The officers alleged they pulled over Nazario because they believed he did not have a license plate on the rear of his car. But when Nazario pulled into a well-lit gas station, the officers still escalated the encounter despite now seeing there was a license plate on the back of his new vehicle.

“Yeah, you should be!” yelled one of the officers, before pepper-spraying, knocking down and handcuffing the lieutenant. Gutierrez also told Nazario that he’s “fixin’ to ride the lightning,” a slang term that suggested he was facing execution by electrocution.  Gutierrez can be heard threatening to use a Taser on Nazario in bodycam footage later.

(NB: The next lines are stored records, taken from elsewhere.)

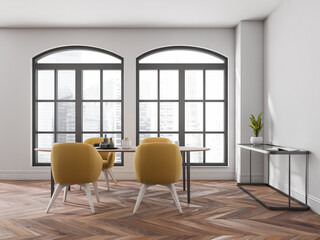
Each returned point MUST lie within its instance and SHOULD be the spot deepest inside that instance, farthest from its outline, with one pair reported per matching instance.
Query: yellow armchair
(75, 163)
(157, 163)
(107, 157)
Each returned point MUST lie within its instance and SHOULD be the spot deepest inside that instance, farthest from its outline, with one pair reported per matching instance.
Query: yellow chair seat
(106, 163)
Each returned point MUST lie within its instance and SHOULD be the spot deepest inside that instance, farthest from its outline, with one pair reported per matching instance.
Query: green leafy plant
(256, 125)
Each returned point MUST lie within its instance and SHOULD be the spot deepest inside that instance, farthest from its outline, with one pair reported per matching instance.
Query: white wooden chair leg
(105, 172)
(142, 191)
(55, 195)
(65, 193)
(88, 193)
(111, 175)
(174, 196)
(96, 192)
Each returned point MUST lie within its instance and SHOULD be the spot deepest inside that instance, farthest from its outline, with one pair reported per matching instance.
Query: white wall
(292, 86)
(18, 46)
(249, 94)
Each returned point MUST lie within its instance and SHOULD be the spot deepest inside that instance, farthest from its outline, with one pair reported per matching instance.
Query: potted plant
(256, 125)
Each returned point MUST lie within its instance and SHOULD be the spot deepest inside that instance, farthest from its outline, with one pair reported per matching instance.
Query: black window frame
(182, 67)
(78, 67)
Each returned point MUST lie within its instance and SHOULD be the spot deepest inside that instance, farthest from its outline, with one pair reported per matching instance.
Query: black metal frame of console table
(303, 206)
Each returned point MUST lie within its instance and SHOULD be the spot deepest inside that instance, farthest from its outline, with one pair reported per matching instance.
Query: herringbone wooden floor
(219, 210)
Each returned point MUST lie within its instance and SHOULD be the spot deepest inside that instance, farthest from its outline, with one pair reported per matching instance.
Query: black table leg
(52, 184)
(306, 181)
(184, 170)
(188, 175)
(289, 180)
(268, 169)
(250, 166)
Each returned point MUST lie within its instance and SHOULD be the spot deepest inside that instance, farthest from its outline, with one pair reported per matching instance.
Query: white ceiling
(132, 13)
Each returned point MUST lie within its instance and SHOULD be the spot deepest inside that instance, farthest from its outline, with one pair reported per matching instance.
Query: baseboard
(255, 178)
(120, 174)
(43, 174)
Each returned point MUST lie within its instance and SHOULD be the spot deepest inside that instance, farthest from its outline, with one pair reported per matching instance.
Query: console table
(268, 150)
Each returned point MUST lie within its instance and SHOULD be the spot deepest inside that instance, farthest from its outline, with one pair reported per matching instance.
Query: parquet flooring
(218, 210)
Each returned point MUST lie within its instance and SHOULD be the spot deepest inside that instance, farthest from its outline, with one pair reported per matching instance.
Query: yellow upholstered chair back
(110, 157)
(155, 139)
(157, 163)
(75, 163)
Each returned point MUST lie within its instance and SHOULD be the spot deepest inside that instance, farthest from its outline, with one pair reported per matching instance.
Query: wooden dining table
(185, 152)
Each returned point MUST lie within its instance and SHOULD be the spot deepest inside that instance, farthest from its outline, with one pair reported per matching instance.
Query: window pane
(169, 116)
(66, 84)
(169, 85)
(45, 84)
(89, 135)
(91, 116)
(45, 116)
(148, 116)
(66, 119)
(146, 135)
(148, 87)
(44, 141)
(117, 141)
(216, 143)
(194, 85)
(173, 137)
(91, 84)
(194, 116)
(214, 116)
(66, 138)
(112, 84)
(214, 85)
(79, 56)
(195, 140)
(111, 116)
(181, 56)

Gutierrez said in an incident report that he “made the decision to release him without charges” because he “did not want to see his career ruined over one erroneous decision.” But according to Nazario, the officers told him they’d charge him with crimes that would destroy his military career if he spoke out about the incident.

“These cameras captured footage of behavior consistent with a disgusting nationwide trend of law enforcement officers, who, believing they can operate with complete impunity, engage in unprofessional, discourteous, racially-biased, dangerous, and sometimes deadly abuses of authority,” the lawsuit stated.

“Our Commonwealth has done important work on police reform, but we must keep working to ensure that Virginians are safe during interactions with police, the enforcement of laws is fair and equitable, and people are held accountable,” Northam said in his statement.